Car-pooling to reduce carbon emissions

 

Some universities have already embarked on the initiative – UCT started its own Green Campus Initiative in 2007.

Nzimande said the UCT initiative was started in the university’s botany department but soon grew to a campus-wide one, with projects in recycling including waste at residences, the organisation’s first UCT Green Week, and the use of car-pooling to cut down on carbon emissions.

“This initiative at UCT is an example of what can be done when there is energetic leadership and commitment.”

He conceded that initiatives such as energy-efficient buildings were more difficult to attain, but said his department was currently looking at proposals for infrastructure funding at universities for the current and coming financial years, and that “green” building was one of the key criteria in the approval of new projects.

The African Green Campus Initiative was created and is being funded by the Southern Africa chapter of the Association of College and University Housing Officers International (Acuho-I-Sac) in collaboration with African Compass and PD Naidoo and Associates.
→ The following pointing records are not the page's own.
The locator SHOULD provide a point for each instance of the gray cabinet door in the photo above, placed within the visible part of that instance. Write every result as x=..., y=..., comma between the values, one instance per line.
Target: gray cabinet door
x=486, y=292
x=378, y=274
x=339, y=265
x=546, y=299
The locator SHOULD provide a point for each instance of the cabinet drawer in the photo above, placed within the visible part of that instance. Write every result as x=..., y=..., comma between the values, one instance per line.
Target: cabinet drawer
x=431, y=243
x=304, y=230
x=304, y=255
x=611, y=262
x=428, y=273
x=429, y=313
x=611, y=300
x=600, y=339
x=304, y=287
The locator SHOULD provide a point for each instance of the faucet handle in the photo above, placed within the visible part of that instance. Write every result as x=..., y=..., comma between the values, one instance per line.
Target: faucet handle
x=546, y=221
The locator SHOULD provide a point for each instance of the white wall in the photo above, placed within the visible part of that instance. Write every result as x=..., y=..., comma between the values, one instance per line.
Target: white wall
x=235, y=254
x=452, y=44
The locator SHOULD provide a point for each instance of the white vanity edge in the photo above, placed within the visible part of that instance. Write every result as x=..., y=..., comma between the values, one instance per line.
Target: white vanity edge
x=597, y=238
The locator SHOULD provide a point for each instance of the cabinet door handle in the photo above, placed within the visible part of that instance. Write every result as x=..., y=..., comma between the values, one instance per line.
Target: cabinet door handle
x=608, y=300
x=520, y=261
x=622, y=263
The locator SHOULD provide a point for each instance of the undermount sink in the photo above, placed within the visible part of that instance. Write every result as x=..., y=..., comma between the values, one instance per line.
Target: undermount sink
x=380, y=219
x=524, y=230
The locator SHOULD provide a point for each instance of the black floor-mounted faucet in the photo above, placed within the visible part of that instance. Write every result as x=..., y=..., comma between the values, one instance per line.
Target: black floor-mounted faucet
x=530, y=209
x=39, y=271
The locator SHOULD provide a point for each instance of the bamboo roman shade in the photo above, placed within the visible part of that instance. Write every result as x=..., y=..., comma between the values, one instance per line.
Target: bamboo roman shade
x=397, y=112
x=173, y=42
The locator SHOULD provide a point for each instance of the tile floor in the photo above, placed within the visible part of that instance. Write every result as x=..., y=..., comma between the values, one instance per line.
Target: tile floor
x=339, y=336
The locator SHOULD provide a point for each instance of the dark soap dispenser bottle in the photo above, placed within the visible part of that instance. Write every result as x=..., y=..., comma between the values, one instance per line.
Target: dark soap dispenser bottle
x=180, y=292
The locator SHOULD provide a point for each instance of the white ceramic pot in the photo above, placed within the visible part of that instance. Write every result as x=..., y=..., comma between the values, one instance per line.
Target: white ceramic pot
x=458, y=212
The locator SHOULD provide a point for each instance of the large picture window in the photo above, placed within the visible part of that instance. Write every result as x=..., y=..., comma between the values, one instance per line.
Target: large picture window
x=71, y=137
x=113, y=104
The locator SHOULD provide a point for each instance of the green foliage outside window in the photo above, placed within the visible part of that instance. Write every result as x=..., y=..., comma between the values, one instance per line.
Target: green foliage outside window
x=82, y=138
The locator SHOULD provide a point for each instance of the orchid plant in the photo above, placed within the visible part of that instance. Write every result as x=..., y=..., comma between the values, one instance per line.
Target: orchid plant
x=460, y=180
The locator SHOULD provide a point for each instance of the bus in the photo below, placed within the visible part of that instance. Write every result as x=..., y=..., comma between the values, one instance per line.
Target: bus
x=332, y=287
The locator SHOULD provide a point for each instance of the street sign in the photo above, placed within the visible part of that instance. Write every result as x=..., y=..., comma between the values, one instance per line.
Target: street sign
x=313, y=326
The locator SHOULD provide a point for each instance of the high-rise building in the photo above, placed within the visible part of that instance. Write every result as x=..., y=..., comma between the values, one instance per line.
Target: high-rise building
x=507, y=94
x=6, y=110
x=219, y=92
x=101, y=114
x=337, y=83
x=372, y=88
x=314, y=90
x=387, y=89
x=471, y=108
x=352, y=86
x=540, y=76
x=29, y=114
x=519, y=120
The Department of Higher Education and Training, as well as the Department of Environmental Affairs, are both supporting the initiative.

 

Students ‘genuinely interested’

 

African Green Campus Initiative ambassodor Richard Parker said that, while students were often more concerned with passing their courses – or with where the next party was – than with going green, there was in fact genuine support and interest in green initiatives among them.

African Green Campus Initiative national committee member Sammy Ellie, from the the Nelson Mandela Metropolitan University (NMMU), said students had indicated in a survey conducted at the university that they would participate more in green initiatives if there were incentives and competitions in place.

NMMU students had been running various green initiatives on waste management and had also signed a green pledge, Ellie said. The university had also helped Eastern Cape farmers to grow Spekboom which, once planted, could be traded for carbon credits.